Secondly, this happens through the principle of corruption being
hindered, and in this way the body of Adam was incorruptible, because
the conflicting qualities that exist in man's body were withheld by the
grace of innocence from conducing to the body's dissolution: and much
more will they be withheld in the glorified bodies, which will be
wholly subject to the spirit. Thus after the general resurrection the
two aforesaid modes of incorruptibility will be united together in the
bodies of the blessed.
Reply to Objection 1: The contraries of which bodies are composed
are conducive to corruption as secondary principles. For the first
active principle thereof is the heavenly movement: wherefore given the
movement of the heaven, it is necessary for a body composed of
contraries to be corrupted unless some more powerful cause prevent it:
whereas if the heavenly movement be withdrawn, the contraries of which
a body is composed do not suffice to cause corruption, even in
accordance with nature, as explained above. But the philosophers were
ignorant of a cessation in the heavenly movement; and consequently they
held that a body composed of contraries is without fail corrupted in
accordance with nature.
Reply to Objection 2: This incorruptibility will result from
nature, not as though there were some principle of incorruption in the
bodies of the damned, but on account of the cessation of the active
principle of corruption, as shown above.
Reply to Objection 3: Although death is simply the greatest of
punishments, yet nothing prevents death conducing, in a certain
respect, to a cessation of punishments; and consequently the removal
of death may contribute to the increase of punishment.
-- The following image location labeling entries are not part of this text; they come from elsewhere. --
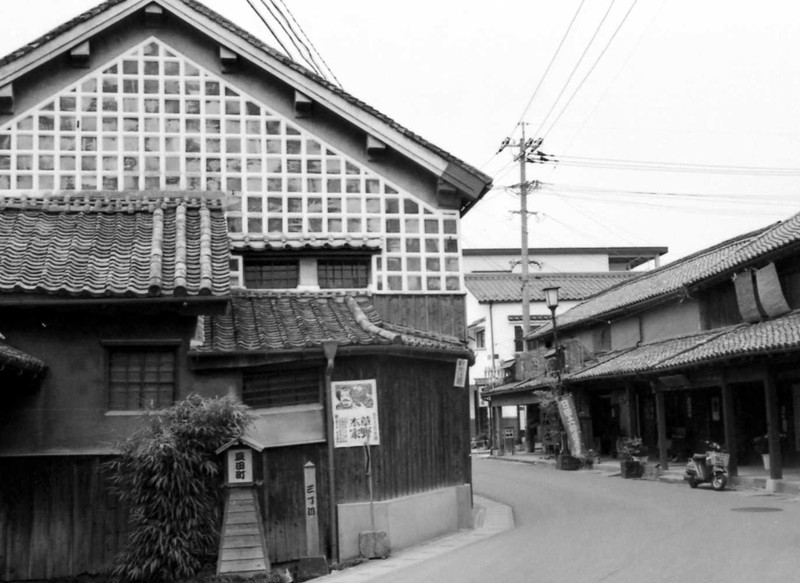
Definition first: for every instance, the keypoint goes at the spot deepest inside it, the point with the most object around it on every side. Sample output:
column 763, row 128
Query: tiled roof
column 770, row 337
column 114, row 246
column 643, row 358
column 257, row 43
column 18, row 360
column 259, row 321
column 725, row 258
column 505, row 287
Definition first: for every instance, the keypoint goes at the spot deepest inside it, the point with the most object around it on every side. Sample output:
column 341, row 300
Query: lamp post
column 329, row 348
column 551, row 299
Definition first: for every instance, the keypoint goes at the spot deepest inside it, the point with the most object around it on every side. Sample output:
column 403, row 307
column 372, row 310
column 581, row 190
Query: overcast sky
column 685, row 84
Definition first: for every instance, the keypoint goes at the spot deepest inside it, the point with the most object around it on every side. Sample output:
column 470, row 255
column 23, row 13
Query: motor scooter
column 711, row 466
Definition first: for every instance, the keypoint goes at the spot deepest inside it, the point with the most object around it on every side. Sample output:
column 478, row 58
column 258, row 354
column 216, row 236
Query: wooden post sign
column 312, row 520
column 243, row 544
column 240, row 466
column 461, row 373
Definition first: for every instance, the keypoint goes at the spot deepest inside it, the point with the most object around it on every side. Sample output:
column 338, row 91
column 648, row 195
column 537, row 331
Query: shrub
column 169, row 476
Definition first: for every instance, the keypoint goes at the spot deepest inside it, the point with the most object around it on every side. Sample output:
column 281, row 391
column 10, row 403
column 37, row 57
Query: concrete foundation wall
column 408, row 520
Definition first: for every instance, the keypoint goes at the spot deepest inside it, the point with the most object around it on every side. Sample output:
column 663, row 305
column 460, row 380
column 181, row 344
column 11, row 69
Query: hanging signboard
column 240, row 466
column 355, row 413
column 569, row 418
column 461, row 373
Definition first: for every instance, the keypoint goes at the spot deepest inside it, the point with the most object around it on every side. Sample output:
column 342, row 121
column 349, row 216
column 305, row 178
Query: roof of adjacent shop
column 260, row 322
column 674, row 279
column 505, row 287
column 114, row 246
column 768, row 338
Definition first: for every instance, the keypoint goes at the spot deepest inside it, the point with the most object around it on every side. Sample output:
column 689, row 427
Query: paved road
column 575, row 527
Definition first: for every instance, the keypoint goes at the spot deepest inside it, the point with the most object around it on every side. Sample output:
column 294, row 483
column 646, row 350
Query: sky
column 675, row 123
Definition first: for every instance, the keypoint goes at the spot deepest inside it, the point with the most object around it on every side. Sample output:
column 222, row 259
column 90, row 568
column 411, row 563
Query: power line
column 293, row 36
column 290, row 36
column 614, row 80
column 311, row 44
column 652, row 165
column 575, row 68
column 541, row 79
column 272, row 32
column 550, row 64
column 589, row 72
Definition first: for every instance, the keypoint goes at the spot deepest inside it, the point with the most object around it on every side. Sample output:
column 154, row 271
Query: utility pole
column 526, row 148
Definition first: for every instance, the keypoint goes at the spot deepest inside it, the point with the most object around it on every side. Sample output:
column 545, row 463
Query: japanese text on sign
column 355, row 413
column 240, row 466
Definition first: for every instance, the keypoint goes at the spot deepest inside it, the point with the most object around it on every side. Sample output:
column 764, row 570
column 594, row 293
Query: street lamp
column 551, row 299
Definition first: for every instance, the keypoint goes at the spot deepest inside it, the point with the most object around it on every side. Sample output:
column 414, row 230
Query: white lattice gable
column 154, row 120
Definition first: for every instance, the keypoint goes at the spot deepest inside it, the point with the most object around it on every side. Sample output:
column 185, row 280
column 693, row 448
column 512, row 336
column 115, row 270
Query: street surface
column 581, row 527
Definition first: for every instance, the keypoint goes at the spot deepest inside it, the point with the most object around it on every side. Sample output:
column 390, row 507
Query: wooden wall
column 424, row 433
column 57, row 518
column 443, row 314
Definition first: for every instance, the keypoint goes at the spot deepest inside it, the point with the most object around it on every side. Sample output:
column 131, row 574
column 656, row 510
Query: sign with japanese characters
column 461, row 372
column 312, row 510
column 240, row 466
column 355, row 413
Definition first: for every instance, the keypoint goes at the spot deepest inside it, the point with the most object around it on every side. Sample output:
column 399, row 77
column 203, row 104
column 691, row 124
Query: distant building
column 494, row 306
column 702, row 349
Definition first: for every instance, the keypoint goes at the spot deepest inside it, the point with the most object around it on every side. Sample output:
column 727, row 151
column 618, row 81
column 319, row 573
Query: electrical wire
column 311, row 44
column 575, row 68
column 733, row 197
column 589, row 72
column 541, row 79
column 651, row 165
column 272, row 32
column 550, row 64
column 614, row 80
column 291, row 37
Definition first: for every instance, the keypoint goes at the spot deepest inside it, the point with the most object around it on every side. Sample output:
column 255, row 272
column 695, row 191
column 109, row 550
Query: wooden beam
column 79, row 55
column 661, row 423
column 376, row 149
column 303, row 105
column 729, row 424
column 7, row 98
column 773, row 426
column 153, row 15
column 228, row 59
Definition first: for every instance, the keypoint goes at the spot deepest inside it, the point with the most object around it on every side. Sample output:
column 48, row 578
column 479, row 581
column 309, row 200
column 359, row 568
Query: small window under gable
column 349, row 273
column 282, row 388
column 141, row 378
column 266, row 273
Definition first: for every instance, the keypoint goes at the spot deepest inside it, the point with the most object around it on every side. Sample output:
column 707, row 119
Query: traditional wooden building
column 332, row 261
column 704, row 348
column 494, row 309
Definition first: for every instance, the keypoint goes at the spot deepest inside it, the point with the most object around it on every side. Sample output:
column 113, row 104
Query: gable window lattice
column 282, row 388
column 271, row 274
column 141, row 378
column 343, row 273
column 154, row 120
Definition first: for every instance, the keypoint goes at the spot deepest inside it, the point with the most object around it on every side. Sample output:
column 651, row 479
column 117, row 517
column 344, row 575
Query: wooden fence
column 57, row 518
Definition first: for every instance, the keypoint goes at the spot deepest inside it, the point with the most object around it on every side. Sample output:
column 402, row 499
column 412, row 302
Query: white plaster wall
column 549, row 263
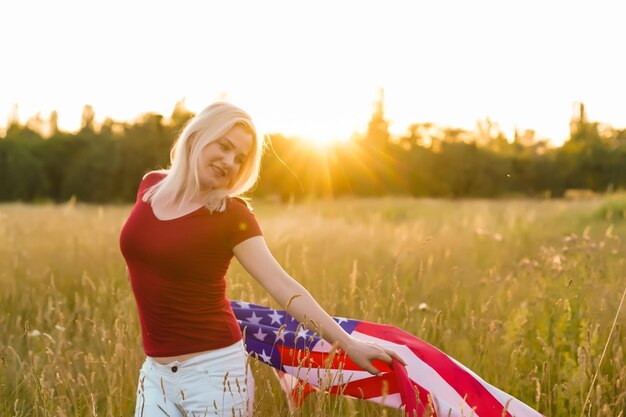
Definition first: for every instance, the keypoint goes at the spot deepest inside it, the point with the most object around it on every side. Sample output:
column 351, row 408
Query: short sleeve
column 242, row 222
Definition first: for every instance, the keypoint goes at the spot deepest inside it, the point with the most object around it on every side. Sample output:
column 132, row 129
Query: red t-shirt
column 178, row 274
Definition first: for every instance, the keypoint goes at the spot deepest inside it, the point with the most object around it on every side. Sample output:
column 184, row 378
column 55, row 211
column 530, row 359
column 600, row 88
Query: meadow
column 523, row 292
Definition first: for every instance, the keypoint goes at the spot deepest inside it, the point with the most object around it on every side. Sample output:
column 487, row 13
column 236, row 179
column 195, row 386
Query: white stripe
column 446, row 399
column 324, row 378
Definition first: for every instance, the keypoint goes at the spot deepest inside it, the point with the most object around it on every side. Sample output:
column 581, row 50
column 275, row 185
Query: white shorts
column 215, row 383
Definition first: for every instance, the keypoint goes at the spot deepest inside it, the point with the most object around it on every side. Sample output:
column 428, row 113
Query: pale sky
column 314, row 68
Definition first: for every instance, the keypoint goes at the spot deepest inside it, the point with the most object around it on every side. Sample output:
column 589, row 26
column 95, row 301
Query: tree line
column 104, row 162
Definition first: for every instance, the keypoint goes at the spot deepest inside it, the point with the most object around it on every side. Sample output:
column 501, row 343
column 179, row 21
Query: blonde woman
column 178, row 242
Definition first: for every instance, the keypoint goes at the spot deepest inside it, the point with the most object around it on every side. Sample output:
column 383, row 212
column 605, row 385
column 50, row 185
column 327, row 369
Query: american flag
column 432, row 384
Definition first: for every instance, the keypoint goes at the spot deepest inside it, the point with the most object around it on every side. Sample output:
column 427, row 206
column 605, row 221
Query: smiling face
column 221, row 160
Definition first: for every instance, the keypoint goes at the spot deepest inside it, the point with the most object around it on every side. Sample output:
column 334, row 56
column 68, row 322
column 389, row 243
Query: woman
column 178, row 242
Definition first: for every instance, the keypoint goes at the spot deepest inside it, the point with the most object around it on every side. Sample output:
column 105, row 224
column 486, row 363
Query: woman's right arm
column 256, row 258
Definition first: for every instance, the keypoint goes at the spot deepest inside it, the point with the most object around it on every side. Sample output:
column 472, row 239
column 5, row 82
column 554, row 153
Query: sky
column 314, row 69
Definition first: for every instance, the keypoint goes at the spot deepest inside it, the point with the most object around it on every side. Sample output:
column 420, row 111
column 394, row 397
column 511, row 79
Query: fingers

For as the
Philosopher says (Ethic. ix, 9), "Life is pleasant to all,
for all desire to be . . . But we must not apply this to a wicked or
corrupt life, nor one passed in sorrow." Accordingly just as life is
simply pleasant, but not the life that is passed in sorrows, so too
death, which is the privation of life, is painful simply, and the
greatest of punishments, inasmuch as it deprives one of the primary
good, namely being, with which other things are withdrawn. But in so
far as it deprives one of a wicked life, and of such as is passed in
sorrow, it is a remedy for pains, since it puts an end to them. and
consequently the withdrawal of death leads to the increase of
punishments by making them everlasting. If however we say that death
is penal by reason of the bodily pain which the dying feel, without
doubt the damned will continue to feel a far greater pain: wherefore
they are said to be in "everlasting death," according to the Psalm
(48:15): "Death shall feed upon them."